Crew Lounge HomePilot Cover Letter Example from Aviation HR Expert Angie Marshall: Make the Right First Impression!
Pilot Cover Letter Example from Aviation HR Expert Angie Marshall: Make the Right First Impression!
Angie Marshall
Angie Marshall

Aviation HR expert Angie Marshall recently shared her pilot cover letter example and pilot cover letter tips that will help you make the right first impression on a potential corporate aviation employer. Angie is a Pilot Employment Consultant with over twenty years of experience preparing pilots for their professional aviation careers.

Marshall believes pilot cover letters take on a bit more importance for prospective corporate pilots applying for a job than for standard airline pilot job applications. "This is because the airlines primarily follow the company application form when reviewing documents and interviewing an applicant," says Angie. "Corporate flight departments may not even have a company application. They will rely much more heavily on the prospective pilot's resume and cover letter when reviewing documents in the interview." For this reason, a corporate pilot cover letter will need to be more in-depth than a standard airline cover letter.

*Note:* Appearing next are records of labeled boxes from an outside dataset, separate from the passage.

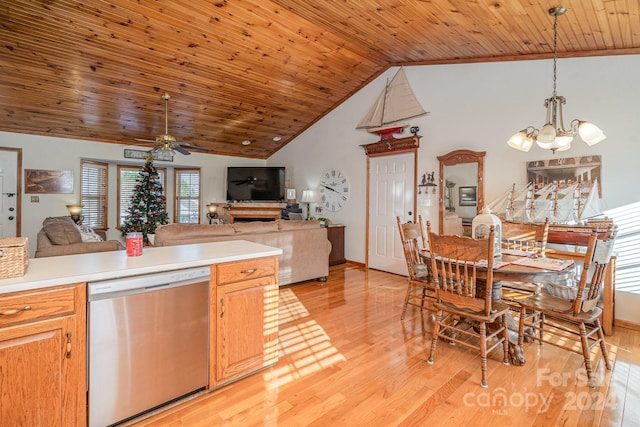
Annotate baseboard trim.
[613,319,640,331]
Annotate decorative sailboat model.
[488,179,602,224]
[356,68,428,140]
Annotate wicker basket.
[0,237,29,279]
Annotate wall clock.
[320,169,349,212]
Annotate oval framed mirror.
[438,150,487,235]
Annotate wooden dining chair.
[396,216,435,320]
[518,229,616,388]
[501,218,549,310]
[427,222,509,388]
[502,218,549,255]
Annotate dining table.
[421,249,576,366]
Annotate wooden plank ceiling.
[0,0,640,159]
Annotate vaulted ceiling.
[0,0,640,159]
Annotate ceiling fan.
[136,93,209,156]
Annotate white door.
[0,148,20,238]
[368,153,415,276]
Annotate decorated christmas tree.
[120,155,169,244]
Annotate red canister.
[127,232,142,256]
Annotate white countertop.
[0,240,282,294]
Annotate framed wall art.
[24,169,73,194]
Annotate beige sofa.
[154,220,331,285]
[35,216,124,258]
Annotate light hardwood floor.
[134,263,640,427]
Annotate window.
[80,160,109,230]
[117,166,167,228]
[174,168,200,224]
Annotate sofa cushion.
[233,221,278,234]
[42,216,82,245]
[156,224,236,240]
[78,224,104,242]
[278,219,320,231]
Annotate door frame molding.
[0,146,22,237]
[361,135,422,269]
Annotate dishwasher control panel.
[87,266,211,300]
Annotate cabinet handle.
[0,305,31,316]
[64,332,71,359]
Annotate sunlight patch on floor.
[264,289,346,388]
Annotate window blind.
[80,160,109,229]
[174,168,200,224]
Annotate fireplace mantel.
[211,202,287,224]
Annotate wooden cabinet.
[209,257,278,387]
[327,225,347,265]
[0,284,86,427]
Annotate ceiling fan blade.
[179,142,209,153]
[171,144,191,156]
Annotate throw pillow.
[78,224,103,242]
[42,216,82,245]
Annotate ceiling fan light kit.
[507,6,606,154]
[136,92,209,156]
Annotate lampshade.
[471,206,502,256]
[67,205,83,216]
[507,6,606,153]
[300,190,315,203]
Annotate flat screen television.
[227,166,285,202]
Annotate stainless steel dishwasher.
[87,267,210,427]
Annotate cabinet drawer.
[0,287,75,327]
[218,257,278,285]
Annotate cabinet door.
[0,316,83,427]
[214,276,278,384]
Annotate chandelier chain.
[553,14,558,98]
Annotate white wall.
[268,55,640,323]
[0,132,265,257]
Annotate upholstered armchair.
[35,216,124,258]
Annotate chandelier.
[507,6,606,154]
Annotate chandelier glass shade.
[507,7,606,154]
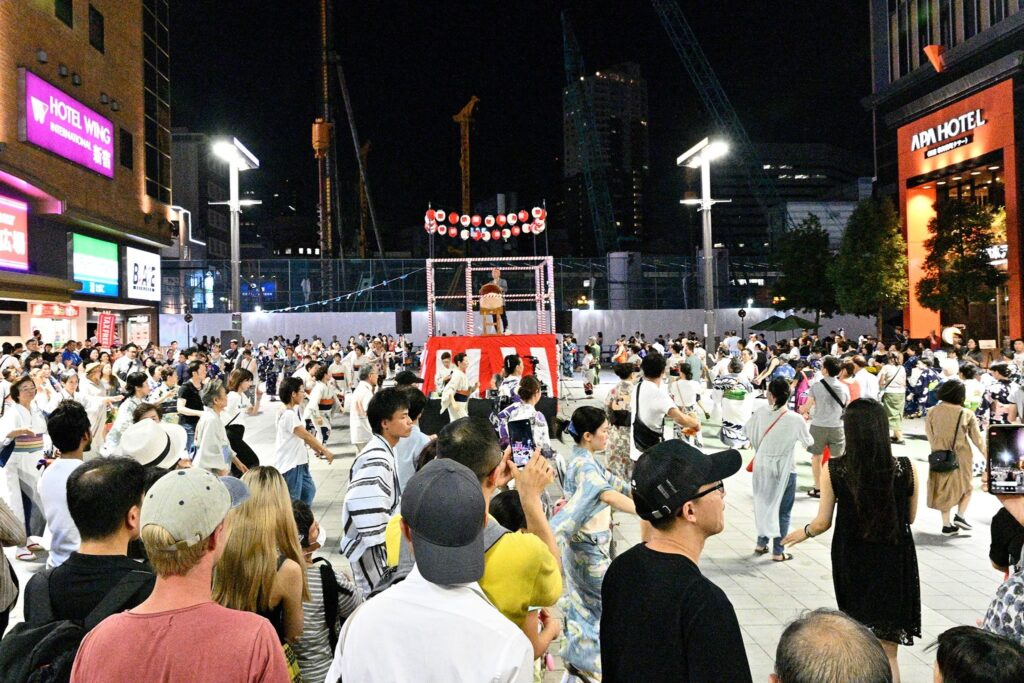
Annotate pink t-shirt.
[71,602,290,683]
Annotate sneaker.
[953,515,974,531]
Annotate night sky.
[171,0,871,248]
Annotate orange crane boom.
[452,95,480,214]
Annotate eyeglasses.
[687,481,725,503]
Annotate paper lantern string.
[263,267,426,313]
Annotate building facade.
[704,143,870,262]
[0,0,176,343]
[559,63,650,256]
[866,0,1024,342]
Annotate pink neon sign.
[25,71,114,178]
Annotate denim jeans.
[282,465,315,506]
[758,472,797,555]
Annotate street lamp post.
[211,137,260,332]
[676,137,731,353]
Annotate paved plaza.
[6,375,1001,683]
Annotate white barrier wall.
[160,308,874,346]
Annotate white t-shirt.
[39,458,82,567]
[630,379,676,460]
[273,408,309,474]
[348,381,374,443]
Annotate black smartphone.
[986,425,1024,496]
[508,420,536,468]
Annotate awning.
[0,270,82,303]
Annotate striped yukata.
[341,434,401,595]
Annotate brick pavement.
[6,378,1001,683]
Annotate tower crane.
[452,95,480,214]
[562,11,617,256]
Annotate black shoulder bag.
[928,411,964,472]
[633,381,665,453]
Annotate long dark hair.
[842,398,899,543]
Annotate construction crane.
[651,0,782,245]
[359,140,371,258]
[562,11,617,256]
[452,95,480,214]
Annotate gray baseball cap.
[140,467,249,548]
[401,458,486,586]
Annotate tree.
[828,198,907,339]
[915,200,1006,329]
[772,214,838,330]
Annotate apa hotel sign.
[910,110,988,159]
[18,69,114,178]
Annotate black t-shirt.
[42,552,157,621]
[988,508,1024,567]
[601,544,751,683]
[178,380,203,426]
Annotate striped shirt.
[292,563,362,683]
[341,434,401,595]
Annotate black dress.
[828,455,921,645]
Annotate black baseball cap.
[631,438,743,521]
[394,370,423,386]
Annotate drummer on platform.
[441,353,478,422]
[490,268,509,334]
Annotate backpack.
[313,557,354,652]
[0,569,153,683]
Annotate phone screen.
[508,420,535,467]
[988,425,1024,495]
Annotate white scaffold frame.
[427,256,555,337]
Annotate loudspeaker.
[555,310,572,335]
[394,308,413,335]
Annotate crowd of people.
[0,329,1024,683]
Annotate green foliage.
[915,200,1006,316]
[772,214,838,323]
[828,198,907,336]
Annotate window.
[964,0,981,40]
[988,0,1010,26]
[142,0,171,204]
[939,0,956,48]
[53,0,75,29]
[89,5,103,52]
[118,128,135,168]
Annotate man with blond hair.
[71,468,290,683]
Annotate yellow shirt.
[384,515,562,628]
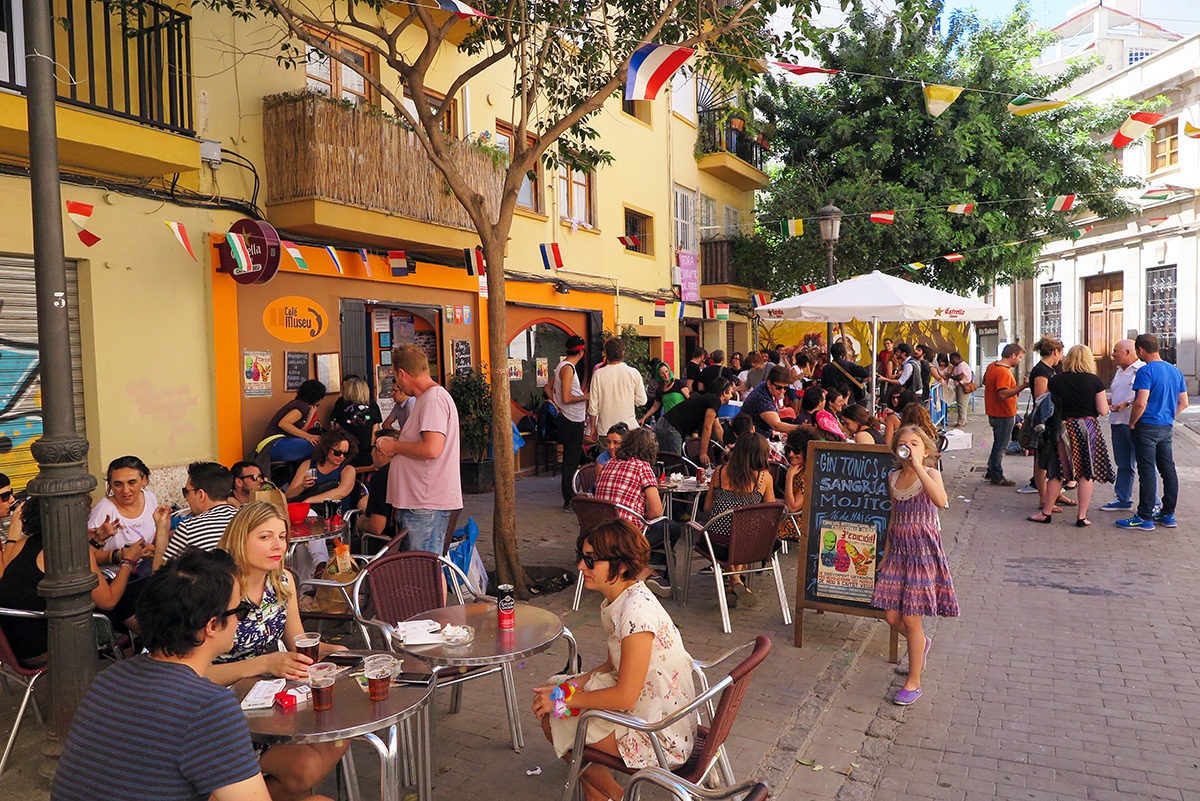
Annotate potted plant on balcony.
[449,365,496,494]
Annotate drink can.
[496,584,517,631]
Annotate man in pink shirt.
[376,345,462,554]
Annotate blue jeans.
[988,416,1016,478]
[396,508,450,554]
[1133,423,1180,520]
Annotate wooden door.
[1084,272,1124,384]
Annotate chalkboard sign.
[283,350,310,392]
[796,442,895,661]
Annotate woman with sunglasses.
[208,502,349,801]
[533,519,697,801]
[0,495,146,667]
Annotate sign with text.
[796,442,895,645]
[676,251,700,303]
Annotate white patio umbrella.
[755,270,996,409]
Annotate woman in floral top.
[533,519,697,801]
[208,502,348,801]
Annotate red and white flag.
[67,200,100,247]
[163,219,196,261]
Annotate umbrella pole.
[871,317,880,415]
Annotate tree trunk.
[484,239,532,600]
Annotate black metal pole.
[23,0,96,737]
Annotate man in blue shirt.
[1117,333,1188,531]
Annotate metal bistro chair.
[571,495,676,612]
[571,462,600,495]
[625,767,770,801]
[563,634,770,801]
[680,501,792,634]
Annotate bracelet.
[550,681,580,719]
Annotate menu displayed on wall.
[283,350,310,392]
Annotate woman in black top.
[1030,345,1112,528]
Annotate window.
[1150,119,1180,173]
[307,36,371,106]
[558,164,596,228]
[625,209,654,253]
[496,120,541,211]
[700,194,721,240]
[404,86,458,137]
[1146,265,1178,365]
[671,67,696,122]
[1038,284,1062,338]
[674,186,700,253]
[725,206,742,236]
[1126,47,1154,65]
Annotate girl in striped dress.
[871,426,959,706]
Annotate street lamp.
[817,200,841,348]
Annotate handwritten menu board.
[796,442,895,645]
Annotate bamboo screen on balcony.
[263,94,503,230]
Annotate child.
[871,426,959,706]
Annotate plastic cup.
[294,632,320,662]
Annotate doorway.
[1084,272,1124,384]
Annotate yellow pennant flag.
[920,84,962,116]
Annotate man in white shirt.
[950,350,974,428]
[588,337,646,436]
[1100,339,1145,512]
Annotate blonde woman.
[1030,345,1112,528]
[209,502,348,801]
[329,375,383,468]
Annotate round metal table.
[233,661,433,801]
[396,603,576,752]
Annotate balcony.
[700,239,751,302]
[696,108,768,189]
[0,0,199,176]
[263,92,500,254]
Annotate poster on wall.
[313,354,342,392]
[450,339,472,373]
[283,350,308,392]
[241,350,271,398]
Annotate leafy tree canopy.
[757,0,1152,294]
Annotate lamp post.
[24,2,96,741]
[817,200,841,349]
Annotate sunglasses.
[220,601,256,622]
[575,550,610,570]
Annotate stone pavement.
[0,407,1200,801]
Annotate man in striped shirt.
[154,462,238,570]
[50,550,328,801]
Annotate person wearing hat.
[550,335,588,510]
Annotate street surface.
[0,404,1200,801]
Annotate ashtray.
[442,626,475,645]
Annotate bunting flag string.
[325,245,346,276]
[280,240,308,270]
[67,200,100,247]
[538,242,563,270]
[163,219,197,261]
[226,231,251,276]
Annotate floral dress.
[550,582,697,767]
[214,571,292,664]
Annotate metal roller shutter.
[0,257,84,489]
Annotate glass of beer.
[308,662,337,712]
[295,632,320,662]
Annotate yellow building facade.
[0,0,766,484]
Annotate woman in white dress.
[533,519,697,801]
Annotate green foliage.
[449,363,492,462]
[757,0,1136,293]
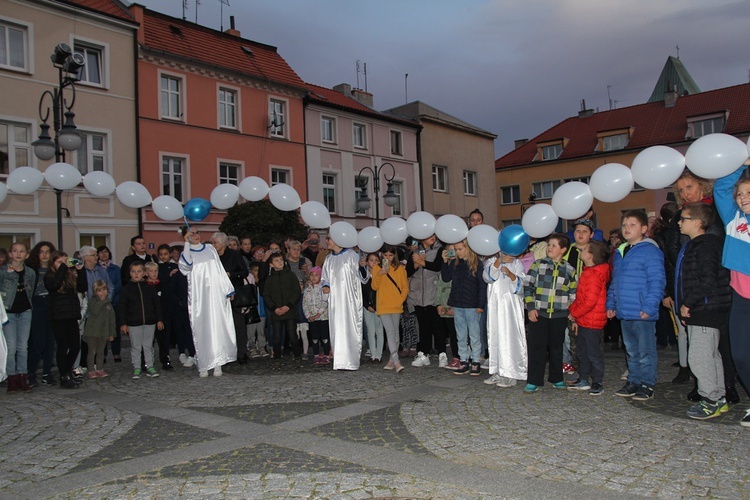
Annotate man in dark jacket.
[211,233,249,365]
[674,202,731,420]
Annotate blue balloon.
[185,198,211,222]
[497,224,530,257]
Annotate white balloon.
[240,176,268,201]
[630,146,685,189]
[380,217,409,245]
[521,203,560,238]
[44,162,81,191]
[406,212,435,240]
[685,134,748,179]
[268,184,301,212]
[552,181,594,219]
[466,224,500,255]
[357,226,383,253]
[115,181,151,208]
[83,172,115,196]
[330,221,357,248]
[151,195,185,220]
[589,163,635,203]
[299,201,331,229]
[435,214,469,245]
[6,167,44,194]
[211,183,240,210]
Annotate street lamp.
[357,162,398,227]
[31,43,86,250]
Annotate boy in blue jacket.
[607,210,667,401]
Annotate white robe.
[321,248,362,370]
[483,257,528,380]
[178,243,237,372]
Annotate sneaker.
[453,361,470,375]
[686,399,721,420]
[445,358,461,371]
[568,380,591,391]
[615,382,638,398]
[438,352,448,368]
[411,351,430,367]
[633,385,654,401]
[495,377,516,387]
[740,410,750,427]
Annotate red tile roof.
[305,83,419,128]
[58,0,135,22]
[495,83,750,169]
[142,9,306,89]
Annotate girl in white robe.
[483,253,528,387]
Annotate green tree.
[219,200,307,244]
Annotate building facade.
[0,0,138,258]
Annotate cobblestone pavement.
[0,342,750,499]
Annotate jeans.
[621,319,656,387]
[453,307,482,363]
[3,309,31,376]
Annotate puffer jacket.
[406,241,443,307]
[568,263,609,330]
[674,234,732,328]
[607,238,667,321]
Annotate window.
[73,42,103,85]
[688,115,724,139]
[0,21,28,70]
[161,156,185,202]
[352,123,367,149]
[320,116,336,142]
[601,134,628,151]
[0,121,31,176]
[500,186,521,205]
[219,88,237,128]
[161,75,182,120]
[219,162,242,186]
[391,181,404,216]
[323,174,336,213]
[391,130,404,156]
[432,165,448,192]
[531,181,562,200]
[268,99,286,137]
[75,130,109,175]
[464,170,477,196]
[271,168,289,187]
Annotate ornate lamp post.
[357,162,398,227]
[32,43,86,249]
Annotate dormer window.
[685,112,728,139]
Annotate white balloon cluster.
[0,134,750,255]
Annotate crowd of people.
[0,166,750,426]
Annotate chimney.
[578,99,594,118]
[224,16,242,38]
[664,85,678,108]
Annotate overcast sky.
[138,0,750,157]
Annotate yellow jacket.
[372,265,409,316]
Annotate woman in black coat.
[44,251,88,389]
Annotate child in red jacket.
[568,240,609,396]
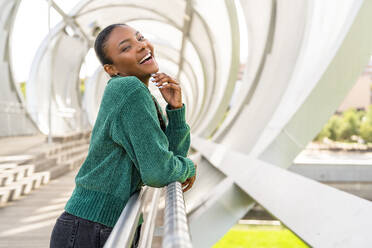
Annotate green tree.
[337,108,360,141]
[360,105,372,142]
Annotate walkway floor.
[0,170,78,248]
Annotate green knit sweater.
[65,76,195,227]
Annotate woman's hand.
[151,73,182,109]
[182,163,197,192]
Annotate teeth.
[140,53,151,64]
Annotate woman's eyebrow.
[118,31,139,47]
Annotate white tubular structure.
[0,0,372,248]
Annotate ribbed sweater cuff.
[65,186,126,227]
[165,103,186,128]
[187,158,196,178]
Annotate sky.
[11,0,247,82]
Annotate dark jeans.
[50,212,141,248]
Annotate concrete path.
[0,134,47,156]
[0,169,78,248]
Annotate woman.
[50,24,196,247]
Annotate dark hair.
[94,23,128,65]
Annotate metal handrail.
[104,187,146,248]
[162,182,192,248]
[104,182,192,248]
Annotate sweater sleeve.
[165,104,190,157]
[111,84,195,187]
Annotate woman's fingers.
[151,73,179,87]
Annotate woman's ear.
[103,64,118,77]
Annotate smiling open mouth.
[140,53,152,64]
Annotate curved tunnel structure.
[0,0,372,247]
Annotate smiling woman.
[50,24,196,247]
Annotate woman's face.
[104,26,159,82]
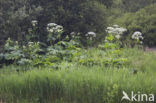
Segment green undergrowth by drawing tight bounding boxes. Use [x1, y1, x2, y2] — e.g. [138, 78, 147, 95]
[0, 48, 156, 103]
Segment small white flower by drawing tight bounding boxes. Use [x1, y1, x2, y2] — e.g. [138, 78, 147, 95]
[131, 31, 144, 40]
[31, 20, 38, 26]
[113, 24, 119, 28]
[85, 32, 96, 37]
[47, 23, 57, 27]
[115, 34, 121, 39]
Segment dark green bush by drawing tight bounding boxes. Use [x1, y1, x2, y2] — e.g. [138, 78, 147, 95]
[116, 4, 156, 46]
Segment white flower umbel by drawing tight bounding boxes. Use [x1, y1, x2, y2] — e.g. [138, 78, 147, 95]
[115, 34, 121, 39]
[106, 25, 127, 39]
[31, 20, 38, 26]
[85, 32, 96, 38]
[47, 23, 63, 33]
[132, 31, 144, 40]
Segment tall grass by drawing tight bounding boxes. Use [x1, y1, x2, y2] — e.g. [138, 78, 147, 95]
[0, 49, 156, 103]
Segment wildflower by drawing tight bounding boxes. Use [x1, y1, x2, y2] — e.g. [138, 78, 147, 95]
[47, 23, 63, 33]
[131, 31, 144, 40]
[113, 24, 119, 28]
[31, 20, 38, 26]
[115, 34, 121, 39]
[106, 25, 127, 35]
[47, 23, 57, 27]
[85, 32, 96, 37]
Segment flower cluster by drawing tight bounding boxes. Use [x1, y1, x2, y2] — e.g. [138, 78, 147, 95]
[132, 31, 144, 40]
[85, 32, 96, 38]
[85, 32, 96, 40]
[106, 25, 127, 39]
[47, 23, 63, 33]
[31, 20, 38, 27]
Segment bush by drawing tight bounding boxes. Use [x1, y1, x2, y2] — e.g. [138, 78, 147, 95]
[116, 4, 156, 46]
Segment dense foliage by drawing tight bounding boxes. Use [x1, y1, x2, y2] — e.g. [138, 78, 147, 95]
[0, 0, 156, 103]
[116, 4, 156, 46]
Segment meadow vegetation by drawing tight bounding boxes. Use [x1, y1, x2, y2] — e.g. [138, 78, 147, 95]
[0, 0, 156, 103]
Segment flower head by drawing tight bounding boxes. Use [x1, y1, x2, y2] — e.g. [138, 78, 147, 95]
[85, 32, 96, 38]
[31, 20, 38, 26]
[131, 31, 144, 40]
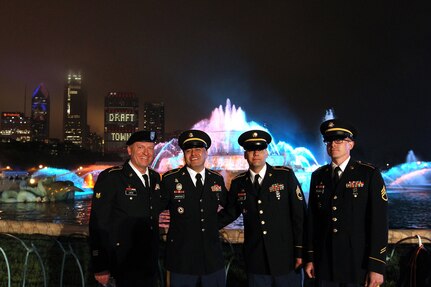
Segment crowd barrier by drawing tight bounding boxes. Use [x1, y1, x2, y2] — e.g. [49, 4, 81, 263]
[0, 220, 431, 287]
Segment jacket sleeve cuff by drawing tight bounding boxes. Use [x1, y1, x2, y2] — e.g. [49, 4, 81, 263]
[368, 256, 386, 274]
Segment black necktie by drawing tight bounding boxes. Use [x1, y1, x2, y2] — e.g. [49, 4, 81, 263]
[332, 166, 341, 186]
[142, 174, 150, 190]
[196, 173, 204, 191]
[253, 174, 260, 192]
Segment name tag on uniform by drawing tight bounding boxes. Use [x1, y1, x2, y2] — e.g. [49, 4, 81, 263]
[174, 190, 186, 200]
[124, 187, 138, 196]
[238, 191, 247, 201]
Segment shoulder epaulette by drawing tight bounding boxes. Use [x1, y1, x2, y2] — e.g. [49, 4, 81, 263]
[315, 164, 328, 171]
[162, 168, 181, 177]
[108, 165, 123, 172]
[232, 171, 247, 180]
[207, 169, 223, 177]
[357, 160, 376, 169]
[273, 165, 292, 171]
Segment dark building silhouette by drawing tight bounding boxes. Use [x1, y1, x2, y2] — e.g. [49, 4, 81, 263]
[63, 73, 89, 148]
[104, 92, 139, 158]
[144, 102, 165, 142]
[31, 83, 50, 141]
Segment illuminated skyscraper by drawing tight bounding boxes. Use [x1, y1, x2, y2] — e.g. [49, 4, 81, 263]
[144, 102, 165, 142]
[63, 73, 89, 148]
[0, 112, 30, 142]
[31, 83, 49, 141]
[104, 92, 139, 158]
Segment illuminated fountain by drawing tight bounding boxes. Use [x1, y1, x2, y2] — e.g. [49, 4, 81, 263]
[152, 99, 319, 191]
[383, 150, 431, 191]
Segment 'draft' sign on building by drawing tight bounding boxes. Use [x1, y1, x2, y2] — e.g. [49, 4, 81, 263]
[104, 92, 139, 157]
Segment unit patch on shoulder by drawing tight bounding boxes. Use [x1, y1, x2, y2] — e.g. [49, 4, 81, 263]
[380, 186, 388, 201]
[296, 185, 304, 200]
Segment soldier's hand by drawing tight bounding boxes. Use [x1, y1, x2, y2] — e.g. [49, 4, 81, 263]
[295, 258, 302, 269]
[94, 271, 111, 286]
[305, 262, 314, 278]
[365, 271, 384, 287]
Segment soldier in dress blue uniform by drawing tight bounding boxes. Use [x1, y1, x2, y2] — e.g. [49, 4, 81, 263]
[305, 119, 388, 287]
[89, 131, 161, 287]
[219, 130, 306, 287]
[161, 130, 227, 287]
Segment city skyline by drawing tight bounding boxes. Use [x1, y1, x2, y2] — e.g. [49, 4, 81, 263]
[0, 1, 431, 164]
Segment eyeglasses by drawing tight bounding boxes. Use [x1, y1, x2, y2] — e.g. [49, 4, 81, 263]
[324, 139, 352, 145]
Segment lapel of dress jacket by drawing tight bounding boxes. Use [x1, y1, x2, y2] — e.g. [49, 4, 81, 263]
[260, 164, 273, 197]
[331, 158, 355, 194]
[123, 162, 144, 190]
[244, 170, 257, 196]
[180, 166, 200, 198]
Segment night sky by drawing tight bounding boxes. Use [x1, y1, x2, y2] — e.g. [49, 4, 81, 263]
[0, 0, 431, 165]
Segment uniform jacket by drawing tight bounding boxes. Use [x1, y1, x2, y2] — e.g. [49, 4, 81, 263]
[307, 159, 388, 284]
[89, 162, 160, 278]
[161, 167, 227, 275]
[220, 164, 306, 276]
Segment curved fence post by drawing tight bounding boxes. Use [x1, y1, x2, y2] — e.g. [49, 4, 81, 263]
[2, 233, 47, 287]
[0, 247, 11, 287]
[54, 233, 85, 287]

Here are some cover letter tips to consider:

  • Stick to one page. A cover letter of more than one page will overwhelm the reader, causing him or her to miss important facts about your experience.
  • Use names. Whenever possible, address the cover letter to a person or department, rather than the generic "To Whom it May Concern," or "Dear Chief Pilot." This shows a genuine interest in the company and that you’ve done your research. Use the Corporate Flight Departments Directory (Aviation Employers Database), search our Job Listings by the company of interest or use the Corporate Flight Department's website to find the names you need.
  • Opening statement. Make your opening statement specific and to the point. “I read about your current opening for a Citation Pilot with great interest. I have included my resume for your consideration.” This allows the reader to immediately understand your intent.
  • Personal vs. technical skills. Cover letters need to be a blend of both your personal and technical skills. In the HR world, we call them “hard skills and soft skills." The hard skills are those things that you can prove (flight time, certifications, etc.) where soft skills are more about your communication skills, personality and intangible personal attributes.
  • Don’t repeat information. Remember that the person reviewing your cover letter will be reviewing your resume as well. Make sure your contact information appears in the proper places on your cover letter, but don't repeat it in the body of your cover letter text. Cover letters are valuable real estate, so tell a consistent story about your personal and technical skills, but don’t waste space repeating information.
  • The “fluff” factor. Don’t go overboard on complimenting the company to which you are applying. Wrong approach: “I read about your company and how it is growing. The potential to grow with a top company such as yours is an opportunity that I can’t possibly pass up. You are rated Number 1 for customer service in the nation, and I want to be part of that team.” Right approach: “Having read about your company in ABC magazine regarding your customer service rating has only solidified my interest in working for you. I have over 10 years of experience working for a company in which we transported VIP’s, celebrities, company CEO’s and political figures…..” The important thing to remember is that you have to get across the skills you have that will be an asset to their value system and company as a whole.
  • Polish your cover letter! In today’s competitive pilot job market, you need to ensure that everything looks perfect. Be sure to use spell check, correct email address and phone numbers, and a well balanced and professional cover letter. Have a friend, family member or trusted colleague in the industry with an eye for detail review it. Two sets of eyes are always better than one.

A cover letter is a selling tool and a brief glimpse into the personality of the applicant. Since many recruiters or interviewers will not have the ability to speak directly to the applicant right away, the cover letter works as your spokesperson. Use it to your advantage! To help you get started, try writing out your “elevator pitch.” If you were to get into the elevator with the Director of Operations making the hiring decisions at the Corporate Flight Department you are interested in and you had 20 seconds to make a case as to why the company should hire you, what would you say? Now, take this speech and create a cover letter around it.